Fringe Reviews, Day 6

I had an unpleasant relationship once.

Well, several, I suppose, but one was particularly unpleasant notsomuch in how it went, but how it stopped. The one complaint I had during the relationship itself, besides not knowing that it was ending abruptly without my knowledge, was that I had to sit through every stupid romantic comedy known to man. Oh, sometimes I "got to choose" the romcom, but in the end I had to see them all. Maid in Manhatten. Addicted to Love. Romy and Michelle's High School Reunion. When the relationship ended, I vowed I would never see another one.

I suppose technically Strawberries in January isn't a movie, and I don't have to count it.

Chris Bullough plays Francois, an annoying French guy. Patrick Howarth plays Robert, a pretentious French guy. Jana O'Connor plays Sophie, an uptight French liberal. Rebecca Starr plays Lea, a...are we out of cliched French characters already? Well, she plays a single mother.

(As aside, Bullough and O'Connor are a real-life couple. The playbill tells you this. The people in the lineup told me this. Bullough and O'Connor essentially told me this over the weekend when I drank with them last weekend -- by this, I mean I drank in the same enclosed space as they did -- and watched them cuddle and kiss for 90 minutes. Today I did the same thing, and it cost me $14)

Francois and Sophie are roommates in love, due to be married, when somebody breaks it off (who? well, we see both sides, and later are told which one it was, and even later are told it was the other, and later still are assured which one was true - a detail I left out). Francois, being an annoying Frenchman with coffee bar, tells the story to pretty much everyone he meets. Robert, being a pretentious professor of French Literature, is at a coffee bar to hear the tale. Meanwhile, Robert has some history of his own, and when Francois sets professor dude on a date with his ex-fiancee, the interconnectedness of their lives starts to pile up not unlike another romantic comedy I watched in the dark days and reviewed on this site.

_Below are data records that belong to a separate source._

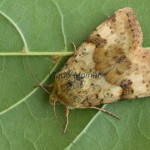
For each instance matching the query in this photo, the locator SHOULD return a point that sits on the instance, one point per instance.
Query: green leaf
(48, 27)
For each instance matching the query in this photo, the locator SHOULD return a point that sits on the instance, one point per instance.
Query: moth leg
(66, 114)
(105, 111)
(74, 46)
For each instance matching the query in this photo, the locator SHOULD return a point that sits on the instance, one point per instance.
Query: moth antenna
(54, 110)
(33, 76)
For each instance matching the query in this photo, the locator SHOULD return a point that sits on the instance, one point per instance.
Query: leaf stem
(35, 53)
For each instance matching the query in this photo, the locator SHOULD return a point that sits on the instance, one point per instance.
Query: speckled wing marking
(109, 66)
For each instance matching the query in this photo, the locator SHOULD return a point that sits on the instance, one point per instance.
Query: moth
(109, 66)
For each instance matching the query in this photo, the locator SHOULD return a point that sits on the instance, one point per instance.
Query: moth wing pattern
(109, 66)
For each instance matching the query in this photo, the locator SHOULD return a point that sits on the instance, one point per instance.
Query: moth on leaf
(109, 66)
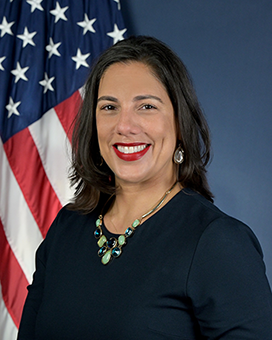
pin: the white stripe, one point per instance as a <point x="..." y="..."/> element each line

The biggest dig against the casting: that Francois and Sophie don't seem compatible, is a weak argument to make since the two are actually a couple. I'll make it anyways, and add that while Rebecca Starr looks to be in her late 30s (and could indeed pass for mid-40s as she is portrayed in early scenes) we later find the character is supposed to be 25-28. The elder looks helps us establish her and Robert as a couple, but ends up letting us feel slightly creepy. On the other hand, if I can be nailing mid-20s chicks in my 40s, I'll come back and edit this passage out.

I suppose I can take this opportunity to make another complaint about fringe plays: the number of characters in them who are themselves theatre performers. If art is truely supposed to tell us something about ourselves, we'd better all start writing creative works -- can't expect the fringers to write actual original characters. Or maybe they're telling us our lives don't have enough drama: she's an arc welder with a heart of gold, he sells insurance and ogles black chicks at the bar -- no play to be had there unless she actually paints and writes theatrical works in her spare time!

Where was I? Oh yes, I also have to note that Robert (Patrick Howarth) looks exactly like me, for those wishing to learn what I look like. Well, he doesn't look like me so much as he looks exactly like my autobiographical character in The Sims 2, which is still sort of cool. Anyways, the play has some laughs, has some romance, and has some cute girls as audience members. If you need a date play, Strawberries in January might be what you're looking for.